Ustadz Syahruddin juga menyampaikan kisah tentang Fudhail bin Iyadh, seorang tabi’in yang dahulu dikenal sebagai perampok. Namun setelah mendengar ayat Al-Quran “Alam ya’ni lilladzina amanu an takhsya’a qulubuhum li dzikrillah…” (Belumkah datang waktunya bagi orang-orang yang beriman untuk tunduk hati mereka mengingat Allah?), hatinya tersentuh dan hidupnya berubah total.
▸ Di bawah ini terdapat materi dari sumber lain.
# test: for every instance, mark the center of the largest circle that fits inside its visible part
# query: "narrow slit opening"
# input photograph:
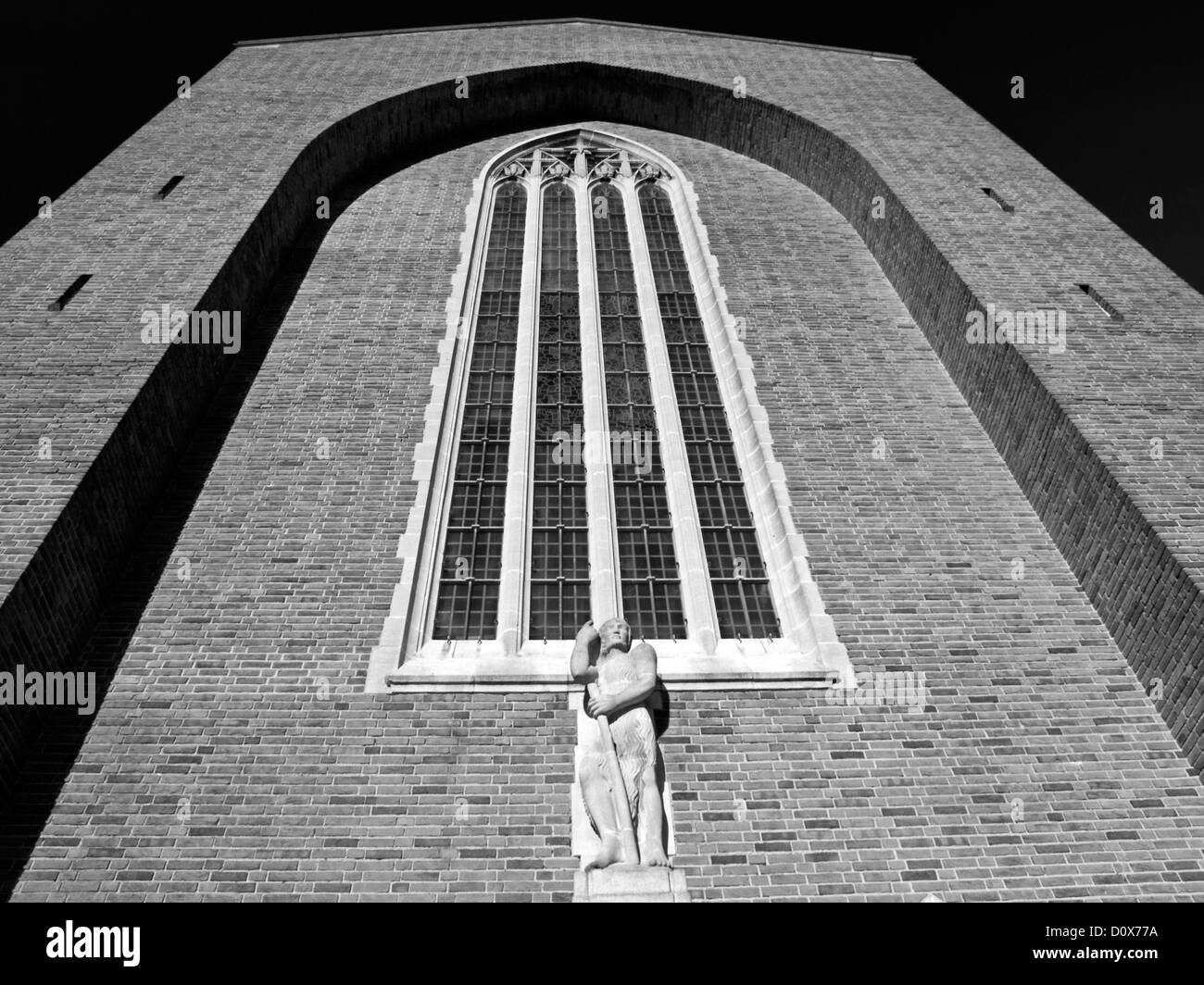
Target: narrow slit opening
(998, 200)
(1100, 303)
(163, 193)
(71, 292)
Kisah ini menjadi pengingat bahwa hidayah Allah dapat datang kapan saja, termasuk di bulan Ramadan yang penuh ampunan dan keberkahan.

Pengumuman dan Apresiasi dari Ketua Majelis Taklim

Adie Rakasiwi, ketua Majelis Taklim Balai Wartawan Depok, menyampaikan apresiasi dan terima kasih kepada seluruh jamaah yang setia menghadiri kegiatan pengajian rutin tersebut. Ia juga mengumumkan adanya pergantian pengurus Bendahara Majelis Taklim, yang kini dijabat oleh Rohendi Budiyana.

Adie mengajak seluruh jamaah untuk tetap istiqamah menjalankan kewajiban ibadah puasa serta menjadikan Ramadan sebagai sarana meningkatkan kualitas iman dan takwa. Ia menambahkan bahwa melalui kegiatan ini, diharapkan semangat kebersamaan dan nilai-nilai spiritual semakin tumbuh di kalangan jamaah, serta menjadikan Ramadan sebagai titik awal perubahan menuju pribadi yang lebih baik.

“Semoga Ramadan tahun ini benar-benar menjadi momentum transformasi diri bagi kita semua, Aamiin.”

Acara ini diakhiri dengan sesi berbuka puasa bersama, di mana seluruh jamaah bisa berkumpul, berbagi cerita, dan mempererat hubungan sosial. Kegiatan ini diharapkan tidak hanya memberikan manfaat spiritual bagi para peserta, tetapi juga menjadi ajang untuk memperkuat solidaritas di kalangan wartawan dan masyarakat di Kota Depok.